Un modelo que combate la soledad
María Mercedes e Isolina son hermanas, de Durazno, y viven en una residencia universitaria. "Cuando yo me vine ella me explicó todo, hasta me retaba porque yo salía una hora antes para ir a facultad", dice María Mercedes. Las dos reconocen que vivir en una residencia, rodeada gente, las ayuda a sentirse más cómodas. "Nosotras venimos de una familia grande y estamos acostumbradas a estar con gente todo el tiempo", cuenta Isolina y dice que una de las cosas que más le gusta de la residencia es la diversidad de chicas con las que vive.

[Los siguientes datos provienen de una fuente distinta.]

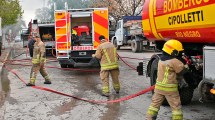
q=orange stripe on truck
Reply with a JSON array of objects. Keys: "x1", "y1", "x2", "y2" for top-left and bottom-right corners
[
  {"x1": 93, "y1": 10, "x2": 109, "y2": 48},
  {"x1": 55, "y1": 12, "x2": 66, "y2": 20}
]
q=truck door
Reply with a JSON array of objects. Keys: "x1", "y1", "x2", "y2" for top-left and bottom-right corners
[
  {"x1": 55, "y1": 11, "x2": 71, "y2": 58},
  {"x1": 93, "y1": 9, "x2": 109, "y2": 49},
  {"x1": 115, "y1": 20, "x2": 124, "y2": 45}
]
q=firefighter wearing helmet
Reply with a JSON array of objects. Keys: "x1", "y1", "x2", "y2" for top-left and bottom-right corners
[{"x1": 146, "y1": 39, "x2": 187, "y2": 120}]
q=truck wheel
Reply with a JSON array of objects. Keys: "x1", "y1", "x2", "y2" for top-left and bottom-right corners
[
  {"x1": 131, "y1": 40, "x2": 140, "y2": 53},
  {"x1": 113, "y1": 39, "x2": 120, "y2": 50},
  {"x1": 68, "y1": 65, "x2": 74, "y2": 68},
  {"x1": 60, "y1": 64, "x2": 67, "y2": 68}
]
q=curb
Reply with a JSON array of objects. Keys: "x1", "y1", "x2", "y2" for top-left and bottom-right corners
[{"x1": 0, "y1": 42, "x2": 15, "y2": 90}]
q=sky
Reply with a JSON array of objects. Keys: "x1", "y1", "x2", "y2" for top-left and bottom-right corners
[{"x1": 20, "y1": 0, "x2": 48, "y2": 25}]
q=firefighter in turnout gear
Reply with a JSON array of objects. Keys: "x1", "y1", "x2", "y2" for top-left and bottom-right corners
[
  {"x1": 146, "y1": 39, "x2": 187, "y2": 120},
  {"x1": 92, "y1": 36, "x2": 120, "y2": 97},
  {"x1": 26, "y1": 35, "x2": 51, "y2": 86}
]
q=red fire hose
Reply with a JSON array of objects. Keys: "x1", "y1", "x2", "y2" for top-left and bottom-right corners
[{"x1": 4, "y1": 66, "x2": 154, "y2": 104}]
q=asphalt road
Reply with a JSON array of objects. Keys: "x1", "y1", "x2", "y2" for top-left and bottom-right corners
[{"x1": 0, "y1": 43, "x2": 215, "y2": 120}]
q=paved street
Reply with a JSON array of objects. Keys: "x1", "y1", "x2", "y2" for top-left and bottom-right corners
[{"x1": 0, "y1": 42, "x2": 215, "y2": 120}]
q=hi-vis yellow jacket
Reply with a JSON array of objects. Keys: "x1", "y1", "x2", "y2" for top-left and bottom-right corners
[
  {"x1": 32, "y1": 42, "x2": 46, "y2": 64},
  {"x1": 95, "y1": 42, "x2": 119, "y2": 70},
  {"x1": 155, "y1": 58, "x2": 184, "y2": 92}
]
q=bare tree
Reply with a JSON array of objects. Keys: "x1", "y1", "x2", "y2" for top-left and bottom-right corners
[
  {"x1": 91, "y1": 0, "x2": 144, "y2": 21},
  {"x1": 35, "y1": 7, "x2": 51, "y2": 22}
]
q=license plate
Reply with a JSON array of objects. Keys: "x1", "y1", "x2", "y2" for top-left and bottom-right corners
[{"x1": 79, "y1": 52, "x2": 87, "y2": 56}]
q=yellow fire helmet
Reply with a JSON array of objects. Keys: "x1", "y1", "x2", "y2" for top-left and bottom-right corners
[{"x1": 162, "y1": 39, "x2": 184, "y2": 56}]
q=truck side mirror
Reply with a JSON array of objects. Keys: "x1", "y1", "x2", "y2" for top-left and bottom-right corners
[{"x1": 137, "y1": 62, "x2": 143, "y2": 75}]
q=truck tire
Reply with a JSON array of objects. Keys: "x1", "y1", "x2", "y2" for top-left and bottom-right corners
[
  {"x1": 131, "y1": 40, "x2": 140, "y2": 53},
  {"x1": 150, "y1": 59, "x2": 158, "y2": 94},
  {"x1": 150, "y1": 59, "x2": 194, "y2": 105},
  {"x1": 113, "y1": 39, "x2": 120, "y2": 50},
  {"x1": 60, "y1": 64, "x2": 67, "y2": 68}
]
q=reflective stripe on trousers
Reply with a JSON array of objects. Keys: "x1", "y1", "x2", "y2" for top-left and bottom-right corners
[
  {"x1": 147, "y1": 106, "x2": 159, "y2": 117},
  {"x1": 172, "y1": 110, "x2": 183, "y2": 120},
  {"x1": 102, "y1": 86, "x2": 109, "y2": 93},
  {"x1": 155, "y1": 67, "x2": 178, "y2": 91}
]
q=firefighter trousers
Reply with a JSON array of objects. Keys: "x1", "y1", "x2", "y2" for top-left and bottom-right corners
[
  {"x1": 146, "y1": 91, "x2": 183, "y2": 120},
  {"x1": 100, "y1": 69, "x2": 120, "y2": 94},
  {"x1": 30, "y1": 64, "x2": 50, "y2": 84}
]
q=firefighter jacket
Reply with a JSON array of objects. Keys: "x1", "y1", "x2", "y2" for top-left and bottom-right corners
[
  {"x1": 32, "y1": 41, "x2": 46, "y2": 64},
  {"x1": 155, "y1": 58, "x2": 184, "y2": 94},
  {"x1": 94, "y1": 40, "x2": 119, "y2": 70}
]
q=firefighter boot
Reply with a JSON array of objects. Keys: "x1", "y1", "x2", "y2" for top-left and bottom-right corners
[
  {"x1": 44, "y1": 76, "x2": 52, "y2": 84},
  {"x1": 113, "y1": 84, "x2": 120, "y2": 94},
  {"x1": 102, "y1": 86, "x2": 109, "y2": 97},
  {"x1": 26, "y1": 78, "x2": 35, "y2": 86}
]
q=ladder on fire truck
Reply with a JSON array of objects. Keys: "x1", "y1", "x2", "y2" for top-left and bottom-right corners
[{"x1": 54, "y1": 3, "x2": 71, "y2": 59}]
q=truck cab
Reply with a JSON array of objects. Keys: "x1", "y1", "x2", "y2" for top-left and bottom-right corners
[
  {"x1": 111, "y1": 16, "x2": 154, "y2": 52},
  {"x1": 55, "y1": 5, "x2": 109, "y2": 68}
]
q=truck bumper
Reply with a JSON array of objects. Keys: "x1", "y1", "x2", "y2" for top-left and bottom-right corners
[{"x1": 58, "y1": 50, "x2": 100, "y2": 67}]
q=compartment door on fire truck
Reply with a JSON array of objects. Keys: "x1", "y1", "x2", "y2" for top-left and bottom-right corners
[
  {"x1": 55, "y1": 10, "x2": 71, "y2": 58},
  {"x1": 93, "y1": 8, "x2": 109, "y2": 49}
]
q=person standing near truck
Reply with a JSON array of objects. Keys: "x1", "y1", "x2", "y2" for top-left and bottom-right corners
[
  {"x1": 92, "y1": 35, "x2": 120, "y2": 97},
  {"x1": 28, "y1": 35, "x2": 36, "y2": 57},
  {"x1": 146, "y1": 39, "x2": 187, "y2": 120},
  {"x1": 26, "y1": 35, "x2": 51, "y2": 86}
]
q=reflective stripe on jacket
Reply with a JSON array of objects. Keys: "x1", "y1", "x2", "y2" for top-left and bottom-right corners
[
  {"x1": 155, "y1": 58, "x2": 184, "y2": 91},
  {"x1": 95, "y1": 42, "x2": 119, "y2": 70},
  {"x1": 32, "y1": 42, "x2": 46, "y2": 64}
]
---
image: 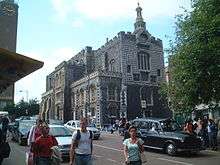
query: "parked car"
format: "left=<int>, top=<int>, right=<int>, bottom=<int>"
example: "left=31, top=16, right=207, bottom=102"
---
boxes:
left=15, top=116, right=31, bottom=121
left=49, top=125, right=72, bottom=158
left=132, top=118, right=205, bottom=155
left=11, top=120, right=36, bottom=145
left=64, top=120, right=101, bottom=139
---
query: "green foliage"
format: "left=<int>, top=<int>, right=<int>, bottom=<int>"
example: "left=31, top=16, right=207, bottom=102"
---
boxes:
left=168, top=0, right=220, bottom=111
left=4, top=99, right=40, bottom=118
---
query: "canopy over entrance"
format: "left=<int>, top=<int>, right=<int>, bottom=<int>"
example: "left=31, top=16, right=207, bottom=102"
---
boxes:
left=0, top=48, right=44, bottom=93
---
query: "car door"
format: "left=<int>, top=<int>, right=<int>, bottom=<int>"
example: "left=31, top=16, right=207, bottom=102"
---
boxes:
left=65, top=121, right=72, bottom=129
left=144, top=121, right=160, bottom=148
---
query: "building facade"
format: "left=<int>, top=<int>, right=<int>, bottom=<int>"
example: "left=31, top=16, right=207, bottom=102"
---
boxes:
left=42, top=5, right=171, bottom=126
left=0, top=0, right=18, bottom=109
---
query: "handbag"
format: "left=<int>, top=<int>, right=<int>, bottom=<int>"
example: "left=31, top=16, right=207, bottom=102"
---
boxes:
left=0, top=142, right=11, bottom=158
left=140, top=152, right=147, bottom=164
left=138, top=141, right=147, bottom=164
left=25, top=151, right=34, bottom=165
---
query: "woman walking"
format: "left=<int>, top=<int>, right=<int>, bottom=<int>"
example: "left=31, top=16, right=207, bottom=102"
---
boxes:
left=33, top=123, right=58, bottom=165
left=123, top=126, right=144, bottom=165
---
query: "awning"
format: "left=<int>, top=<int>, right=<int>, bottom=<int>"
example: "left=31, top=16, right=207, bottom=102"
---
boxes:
left=0, top=48, right=44, bottom=93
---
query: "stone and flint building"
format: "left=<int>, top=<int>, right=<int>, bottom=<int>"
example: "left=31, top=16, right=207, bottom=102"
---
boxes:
left=0, top=0, right=18, bottom=110
left=41, top=4, right=171, bottom=126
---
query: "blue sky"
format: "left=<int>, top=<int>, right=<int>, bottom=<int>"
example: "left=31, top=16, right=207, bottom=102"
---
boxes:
left=15, top=0, right=190, bottom=102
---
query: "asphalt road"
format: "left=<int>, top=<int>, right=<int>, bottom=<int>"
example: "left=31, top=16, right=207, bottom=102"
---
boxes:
left=3, top=133, right=220, bottom=165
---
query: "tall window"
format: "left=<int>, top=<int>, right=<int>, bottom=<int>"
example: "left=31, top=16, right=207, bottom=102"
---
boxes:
left=138, top=53, right=150, bottom=70
left=157, top=69, right=161, bottom=76
left=105, top=53, right=108, bottom=71
left=108, top=86, right=115, bottom=100
left=140, top=72, right=149, bottom=81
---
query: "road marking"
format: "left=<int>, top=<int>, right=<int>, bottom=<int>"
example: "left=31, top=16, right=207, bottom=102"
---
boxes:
left=93, top=144, right=123, bottom=152
left=94, top=155, right=103, bottom=158
left=157, top=158, right=193, bottom=165
left=107, top=158, right=118, bottom=163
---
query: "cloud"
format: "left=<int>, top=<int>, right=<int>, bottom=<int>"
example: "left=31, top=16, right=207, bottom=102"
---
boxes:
left=52, top=0, right=190, bottom=21
left=51, top=0, right=74, bottom=20
left=15, top=47, right=76, bottom=103
left=72, top=19, right=84, bottom=28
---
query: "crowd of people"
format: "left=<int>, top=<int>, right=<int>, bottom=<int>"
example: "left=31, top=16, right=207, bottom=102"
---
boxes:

Lo mismo cree Antonella, de Paysandú, que vivió dos años en una residencia cuando recién se mudó a Montevideo. "Nunca estábamos solas, eso era la principal diferencia con vivir en un apartamento. Mis amigas y yo, aunque cada una estudiaba cosas distintas, nos sentábamos en la misma mesa para estudiar, por más que había otras mesas libres, aprontábamos el mate y nos dábamos para adelante entre todas", reconoce y dice que de esa forma, no se sentía tan lejos de su casa. "Las amigas que hacés ahí pasan a ser como tu familia".